Existing neural Granger causality discovery methods are highly susceptible to distribution shifts and dynamic mechanism switches in real-world time series, often yielding confounded representations and spurious causal relationships. To address this, this work proposes a billion-scale multimodal causal foundation model that innovatively incorporates a modality-routing mixture-of-experts mechanism to disentangle shared dynamics from mechanism-specific ones. The model employs causal-aware self-attention to generate sparse, interpretable causal graphs and leverages alignment with large language and vision models to inject multimodal priors that regularize causal estimation. This approach establishes a new state of the art on fully supervised benchmarks and demonstrates remarkable generalization capabilities in challenging scenarios such as few-shot settings, where conventional methods typically fail.

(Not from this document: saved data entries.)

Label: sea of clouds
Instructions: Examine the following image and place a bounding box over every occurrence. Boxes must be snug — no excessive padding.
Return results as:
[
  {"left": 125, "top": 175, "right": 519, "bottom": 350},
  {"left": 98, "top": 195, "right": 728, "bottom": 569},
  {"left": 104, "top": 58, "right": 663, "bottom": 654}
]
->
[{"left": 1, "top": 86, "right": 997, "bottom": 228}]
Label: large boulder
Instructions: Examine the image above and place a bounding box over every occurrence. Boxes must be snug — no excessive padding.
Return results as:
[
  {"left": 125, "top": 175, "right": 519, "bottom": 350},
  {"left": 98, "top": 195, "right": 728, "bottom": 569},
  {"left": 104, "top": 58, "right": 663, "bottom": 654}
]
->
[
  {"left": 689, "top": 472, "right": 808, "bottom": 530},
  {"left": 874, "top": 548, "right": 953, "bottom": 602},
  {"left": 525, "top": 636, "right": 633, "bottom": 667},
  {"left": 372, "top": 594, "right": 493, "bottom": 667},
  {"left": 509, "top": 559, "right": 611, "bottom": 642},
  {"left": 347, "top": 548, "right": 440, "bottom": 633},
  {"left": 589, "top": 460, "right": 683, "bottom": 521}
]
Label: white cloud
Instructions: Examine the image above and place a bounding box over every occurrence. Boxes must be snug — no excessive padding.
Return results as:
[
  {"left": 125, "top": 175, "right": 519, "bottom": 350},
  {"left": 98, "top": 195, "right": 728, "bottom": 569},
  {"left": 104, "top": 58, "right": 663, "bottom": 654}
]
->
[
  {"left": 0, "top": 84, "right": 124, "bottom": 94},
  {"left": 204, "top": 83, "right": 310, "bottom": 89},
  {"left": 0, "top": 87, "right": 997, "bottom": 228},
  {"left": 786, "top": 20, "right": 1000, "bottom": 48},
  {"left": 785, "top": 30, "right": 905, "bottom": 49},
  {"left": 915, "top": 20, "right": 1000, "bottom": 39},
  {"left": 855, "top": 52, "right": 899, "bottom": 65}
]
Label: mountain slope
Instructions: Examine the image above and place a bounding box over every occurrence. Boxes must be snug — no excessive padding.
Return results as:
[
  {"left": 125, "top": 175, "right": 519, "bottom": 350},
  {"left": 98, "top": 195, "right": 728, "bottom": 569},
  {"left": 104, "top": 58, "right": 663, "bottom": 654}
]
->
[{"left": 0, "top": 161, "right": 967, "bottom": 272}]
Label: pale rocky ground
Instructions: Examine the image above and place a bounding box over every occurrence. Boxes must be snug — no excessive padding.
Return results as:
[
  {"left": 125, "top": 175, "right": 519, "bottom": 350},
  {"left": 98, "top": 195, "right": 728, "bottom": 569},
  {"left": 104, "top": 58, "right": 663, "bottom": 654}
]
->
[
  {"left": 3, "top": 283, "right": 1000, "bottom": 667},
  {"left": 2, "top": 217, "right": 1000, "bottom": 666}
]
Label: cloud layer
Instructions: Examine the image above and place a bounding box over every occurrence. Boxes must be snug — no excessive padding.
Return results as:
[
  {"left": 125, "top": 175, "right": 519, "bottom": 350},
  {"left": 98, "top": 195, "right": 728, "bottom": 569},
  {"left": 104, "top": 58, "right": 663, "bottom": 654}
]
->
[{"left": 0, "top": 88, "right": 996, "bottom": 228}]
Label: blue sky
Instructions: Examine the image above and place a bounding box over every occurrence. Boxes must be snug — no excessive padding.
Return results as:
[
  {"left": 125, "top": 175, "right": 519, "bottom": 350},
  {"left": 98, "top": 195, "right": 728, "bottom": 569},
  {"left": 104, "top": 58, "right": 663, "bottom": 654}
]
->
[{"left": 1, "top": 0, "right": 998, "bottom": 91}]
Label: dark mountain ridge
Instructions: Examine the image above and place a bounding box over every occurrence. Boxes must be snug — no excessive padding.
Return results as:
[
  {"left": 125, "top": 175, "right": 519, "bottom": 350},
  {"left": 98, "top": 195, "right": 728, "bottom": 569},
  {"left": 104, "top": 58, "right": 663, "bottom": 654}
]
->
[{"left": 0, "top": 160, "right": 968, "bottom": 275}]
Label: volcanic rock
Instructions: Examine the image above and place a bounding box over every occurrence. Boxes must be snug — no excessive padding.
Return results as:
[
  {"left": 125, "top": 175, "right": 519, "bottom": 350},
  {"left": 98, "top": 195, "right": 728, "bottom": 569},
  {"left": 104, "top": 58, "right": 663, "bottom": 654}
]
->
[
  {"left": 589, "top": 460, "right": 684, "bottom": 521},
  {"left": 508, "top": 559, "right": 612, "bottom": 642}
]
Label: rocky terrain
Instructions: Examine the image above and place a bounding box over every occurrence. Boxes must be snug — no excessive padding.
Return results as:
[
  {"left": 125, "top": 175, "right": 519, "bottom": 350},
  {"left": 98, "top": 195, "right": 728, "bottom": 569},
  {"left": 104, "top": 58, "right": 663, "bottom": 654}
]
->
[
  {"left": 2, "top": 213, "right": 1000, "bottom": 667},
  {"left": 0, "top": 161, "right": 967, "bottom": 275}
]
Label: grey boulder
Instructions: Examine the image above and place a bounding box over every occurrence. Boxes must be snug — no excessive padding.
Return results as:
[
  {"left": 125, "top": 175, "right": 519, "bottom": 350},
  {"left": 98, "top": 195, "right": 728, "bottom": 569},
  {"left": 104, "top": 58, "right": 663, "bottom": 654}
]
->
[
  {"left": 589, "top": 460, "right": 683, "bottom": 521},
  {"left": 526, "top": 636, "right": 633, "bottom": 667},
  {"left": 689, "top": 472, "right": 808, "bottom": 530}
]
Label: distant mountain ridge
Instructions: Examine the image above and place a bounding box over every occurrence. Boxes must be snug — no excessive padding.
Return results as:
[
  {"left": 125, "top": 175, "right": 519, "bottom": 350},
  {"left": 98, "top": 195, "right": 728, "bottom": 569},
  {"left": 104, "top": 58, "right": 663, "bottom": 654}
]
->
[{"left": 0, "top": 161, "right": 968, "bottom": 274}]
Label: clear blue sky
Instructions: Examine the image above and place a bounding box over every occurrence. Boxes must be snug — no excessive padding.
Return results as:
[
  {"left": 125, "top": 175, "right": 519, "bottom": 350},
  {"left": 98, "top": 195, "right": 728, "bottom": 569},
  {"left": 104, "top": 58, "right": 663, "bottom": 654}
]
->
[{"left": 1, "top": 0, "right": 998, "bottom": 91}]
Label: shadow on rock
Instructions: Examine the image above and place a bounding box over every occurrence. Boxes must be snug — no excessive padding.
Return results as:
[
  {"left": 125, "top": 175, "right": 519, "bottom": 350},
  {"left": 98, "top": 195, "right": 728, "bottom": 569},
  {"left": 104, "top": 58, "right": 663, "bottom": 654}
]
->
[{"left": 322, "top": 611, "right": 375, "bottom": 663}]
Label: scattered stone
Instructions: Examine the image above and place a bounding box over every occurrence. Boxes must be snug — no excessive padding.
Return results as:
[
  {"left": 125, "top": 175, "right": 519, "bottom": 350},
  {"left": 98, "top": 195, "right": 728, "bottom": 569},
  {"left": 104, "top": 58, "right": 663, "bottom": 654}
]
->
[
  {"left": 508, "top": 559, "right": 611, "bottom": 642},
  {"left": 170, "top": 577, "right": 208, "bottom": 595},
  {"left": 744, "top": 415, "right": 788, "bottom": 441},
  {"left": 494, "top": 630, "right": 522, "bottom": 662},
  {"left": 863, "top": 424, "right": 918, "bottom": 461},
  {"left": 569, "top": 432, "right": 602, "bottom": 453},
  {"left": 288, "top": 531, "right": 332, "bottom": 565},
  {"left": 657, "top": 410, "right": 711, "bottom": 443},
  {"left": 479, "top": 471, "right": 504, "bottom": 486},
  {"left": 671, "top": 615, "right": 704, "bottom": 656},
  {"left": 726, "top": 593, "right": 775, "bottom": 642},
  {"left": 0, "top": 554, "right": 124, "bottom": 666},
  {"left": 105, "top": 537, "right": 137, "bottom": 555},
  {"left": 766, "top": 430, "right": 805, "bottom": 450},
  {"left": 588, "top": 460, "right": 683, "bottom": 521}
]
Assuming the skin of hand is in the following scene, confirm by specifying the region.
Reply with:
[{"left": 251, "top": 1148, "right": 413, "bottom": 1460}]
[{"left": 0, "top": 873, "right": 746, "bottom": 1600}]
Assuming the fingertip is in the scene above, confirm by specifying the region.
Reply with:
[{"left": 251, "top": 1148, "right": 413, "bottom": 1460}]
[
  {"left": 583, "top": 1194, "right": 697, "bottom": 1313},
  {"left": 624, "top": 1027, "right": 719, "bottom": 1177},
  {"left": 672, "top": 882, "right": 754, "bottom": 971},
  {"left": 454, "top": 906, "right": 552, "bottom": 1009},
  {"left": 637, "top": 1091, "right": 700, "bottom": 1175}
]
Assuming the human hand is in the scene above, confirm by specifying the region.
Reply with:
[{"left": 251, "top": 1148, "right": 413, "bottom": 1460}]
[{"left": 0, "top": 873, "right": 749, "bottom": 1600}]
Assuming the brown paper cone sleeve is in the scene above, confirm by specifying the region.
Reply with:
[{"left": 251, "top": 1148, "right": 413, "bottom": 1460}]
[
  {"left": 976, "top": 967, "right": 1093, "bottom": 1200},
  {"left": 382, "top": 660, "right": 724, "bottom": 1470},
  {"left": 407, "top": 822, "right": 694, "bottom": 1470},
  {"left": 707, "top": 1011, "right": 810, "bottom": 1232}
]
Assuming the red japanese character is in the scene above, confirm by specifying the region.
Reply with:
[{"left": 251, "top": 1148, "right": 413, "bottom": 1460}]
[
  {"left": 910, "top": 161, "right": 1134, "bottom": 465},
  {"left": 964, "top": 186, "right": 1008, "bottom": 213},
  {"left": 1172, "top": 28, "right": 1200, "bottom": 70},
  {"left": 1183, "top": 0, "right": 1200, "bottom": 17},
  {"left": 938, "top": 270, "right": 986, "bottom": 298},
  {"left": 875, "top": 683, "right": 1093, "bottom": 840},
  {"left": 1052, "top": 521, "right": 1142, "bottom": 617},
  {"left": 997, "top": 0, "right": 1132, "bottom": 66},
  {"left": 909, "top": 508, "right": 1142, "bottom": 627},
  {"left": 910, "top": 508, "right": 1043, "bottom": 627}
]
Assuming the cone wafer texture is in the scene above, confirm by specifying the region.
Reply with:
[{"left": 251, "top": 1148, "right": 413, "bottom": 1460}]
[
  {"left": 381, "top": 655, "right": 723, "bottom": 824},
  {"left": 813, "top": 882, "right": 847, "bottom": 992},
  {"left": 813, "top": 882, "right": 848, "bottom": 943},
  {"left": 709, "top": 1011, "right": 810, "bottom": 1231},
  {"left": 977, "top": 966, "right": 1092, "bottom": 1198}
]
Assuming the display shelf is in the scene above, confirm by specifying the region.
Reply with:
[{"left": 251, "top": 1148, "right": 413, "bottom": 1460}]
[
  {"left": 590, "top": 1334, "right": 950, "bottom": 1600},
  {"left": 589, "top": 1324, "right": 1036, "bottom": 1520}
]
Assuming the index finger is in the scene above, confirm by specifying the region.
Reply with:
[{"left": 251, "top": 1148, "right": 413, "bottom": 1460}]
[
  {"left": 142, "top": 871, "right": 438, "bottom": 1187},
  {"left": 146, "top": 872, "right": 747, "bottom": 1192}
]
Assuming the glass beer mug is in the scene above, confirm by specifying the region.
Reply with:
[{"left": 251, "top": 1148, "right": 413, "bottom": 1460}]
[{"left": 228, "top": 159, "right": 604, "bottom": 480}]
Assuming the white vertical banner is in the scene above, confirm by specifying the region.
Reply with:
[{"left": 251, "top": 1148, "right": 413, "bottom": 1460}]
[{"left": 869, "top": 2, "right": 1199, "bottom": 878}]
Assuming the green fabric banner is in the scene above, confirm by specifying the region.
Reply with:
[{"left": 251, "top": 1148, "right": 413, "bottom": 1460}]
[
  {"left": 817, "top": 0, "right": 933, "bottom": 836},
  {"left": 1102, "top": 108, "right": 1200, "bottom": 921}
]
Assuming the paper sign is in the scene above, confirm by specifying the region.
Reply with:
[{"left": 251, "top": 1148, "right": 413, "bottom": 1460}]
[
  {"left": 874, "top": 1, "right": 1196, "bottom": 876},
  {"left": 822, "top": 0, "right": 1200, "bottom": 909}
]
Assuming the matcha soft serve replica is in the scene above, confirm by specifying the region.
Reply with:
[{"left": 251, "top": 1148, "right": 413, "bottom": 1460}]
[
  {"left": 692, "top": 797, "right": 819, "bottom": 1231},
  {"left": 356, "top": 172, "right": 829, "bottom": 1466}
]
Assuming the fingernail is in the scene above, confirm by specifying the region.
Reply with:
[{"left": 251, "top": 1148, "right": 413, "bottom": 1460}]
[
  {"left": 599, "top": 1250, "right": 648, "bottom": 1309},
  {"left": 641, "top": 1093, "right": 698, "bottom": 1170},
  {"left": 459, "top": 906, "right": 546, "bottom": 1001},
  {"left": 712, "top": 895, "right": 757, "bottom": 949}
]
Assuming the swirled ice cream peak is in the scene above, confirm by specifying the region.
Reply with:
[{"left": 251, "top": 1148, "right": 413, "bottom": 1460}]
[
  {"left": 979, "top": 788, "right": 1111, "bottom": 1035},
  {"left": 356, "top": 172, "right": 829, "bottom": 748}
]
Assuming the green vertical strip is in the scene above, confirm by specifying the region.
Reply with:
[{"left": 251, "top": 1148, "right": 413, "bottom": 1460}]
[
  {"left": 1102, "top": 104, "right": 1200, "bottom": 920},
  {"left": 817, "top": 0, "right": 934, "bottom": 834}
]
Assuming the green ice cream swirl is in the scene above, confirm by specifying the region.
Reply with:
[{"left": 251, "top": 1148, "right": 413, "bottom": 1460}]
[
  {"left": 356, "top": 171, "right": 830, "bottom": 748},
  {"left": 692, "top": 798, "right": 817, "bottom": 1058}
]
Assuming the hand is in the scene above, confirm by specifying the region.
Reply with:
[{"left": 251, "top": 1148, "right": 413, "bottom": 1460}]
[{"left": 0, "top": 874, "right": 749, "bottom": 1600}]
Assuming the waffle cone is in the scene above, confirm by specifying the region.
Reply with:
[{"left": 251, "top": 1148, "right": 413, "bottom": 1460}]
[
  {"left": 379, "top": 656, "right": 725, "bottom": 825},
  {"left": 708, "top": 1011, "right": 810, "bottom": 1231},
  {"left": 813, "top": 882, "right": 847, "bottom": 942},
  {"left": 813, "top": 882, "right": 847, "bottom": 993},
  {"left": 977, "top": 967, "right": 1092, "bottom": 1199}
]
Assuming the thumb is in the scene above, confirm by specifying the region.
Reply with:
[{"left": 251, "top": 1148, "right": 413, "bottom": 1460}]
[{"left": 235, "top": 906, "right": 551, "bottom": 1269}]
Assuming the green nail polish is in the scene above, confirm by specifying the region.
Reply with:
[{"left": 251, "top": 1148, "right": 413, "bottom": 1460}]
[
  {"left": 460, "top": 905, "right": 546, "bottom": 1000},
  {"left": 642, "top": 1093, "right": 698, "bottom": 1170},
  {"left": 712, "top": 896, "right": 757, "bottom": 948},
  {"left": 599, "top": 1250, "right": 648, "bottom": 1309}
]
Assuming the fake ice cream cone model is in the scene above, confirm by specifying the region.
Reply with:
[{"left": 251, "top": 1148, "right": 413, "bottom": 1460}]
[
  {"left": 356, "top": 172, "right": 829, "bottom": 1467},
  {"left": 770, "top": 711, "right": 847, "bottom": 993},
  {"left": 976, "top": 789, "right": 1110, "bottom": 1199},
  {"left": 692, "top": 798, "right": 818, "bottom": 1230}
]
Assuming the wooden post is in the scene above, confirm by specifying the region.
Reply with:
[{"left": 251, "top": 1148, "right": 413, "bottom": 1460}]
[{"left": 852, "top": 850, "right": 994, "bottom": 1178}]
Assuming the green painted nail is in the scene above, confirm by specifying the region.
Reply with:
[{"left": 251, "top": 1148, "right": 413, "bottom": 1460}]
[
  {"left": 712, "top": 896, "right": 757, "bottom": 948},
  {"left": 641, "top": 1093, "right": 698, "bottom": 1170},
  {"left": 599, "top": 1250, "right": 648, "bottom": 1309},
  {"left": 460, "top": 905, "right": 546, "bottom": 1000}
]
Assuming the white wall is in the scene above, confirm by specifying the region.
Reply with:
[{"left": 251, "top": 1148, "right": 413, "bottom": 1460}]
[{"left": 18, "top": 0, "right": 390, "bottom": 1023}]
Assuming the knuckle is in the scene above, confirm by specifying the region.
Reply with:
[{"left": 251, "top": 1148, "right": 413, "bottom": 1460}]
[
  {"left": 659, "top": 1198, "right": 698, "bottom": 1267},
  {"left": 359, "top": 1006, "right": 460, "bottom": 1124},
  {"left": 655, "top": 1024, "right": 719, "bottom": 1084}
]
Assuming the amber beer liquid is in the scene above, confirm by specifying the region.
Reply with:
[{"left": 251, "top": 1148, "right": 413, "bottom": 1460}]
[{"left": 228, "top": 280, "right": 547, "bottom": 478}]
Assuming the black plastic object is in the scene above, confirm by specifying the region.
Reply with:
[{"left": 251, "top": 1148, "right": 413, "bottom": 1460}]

Granger Causal Discovery (GCD) is fundamental for analyzing temporal dependencies in complex systems. However, existing neural GCD methods predominantly rely on a "one-size-fits-all" paradigm, struggling to capture distribution shifts and dynamic regime changes inherent in real-world time series. This often leads to entangled representations and spurious causal graphs. In this paper, we propose CausalMoE, a billion-scale multimodal Granger causal foundation model that explicitly models patch-level heterogeneity. CausalMoE introduces a Pattern-Routed Mixture of Heterogeneous Experts, which dynamically identifies latent temporal patterns and routes patches to specialized domain experts, effectively decoupling regime-specific mechanisms from shared dynamics. To ensure interpretable graph recovery, we design a Causality-Aware Self-Attention mechanism operating across variables, yielding sparse Granger causal graphs via proximal optimization. Furthermore, CausalMoE is the first to integrate LLMs and VLMs to align numerical signals with textual and visual priors, regularizing causal estimation in complex scenarios. Extensive experiments demonstrate that CausalMoE establishes a new state-of-the-art on fully supervised benchmarks, while effectively generalizing to few-shot settings where traditional methods fail.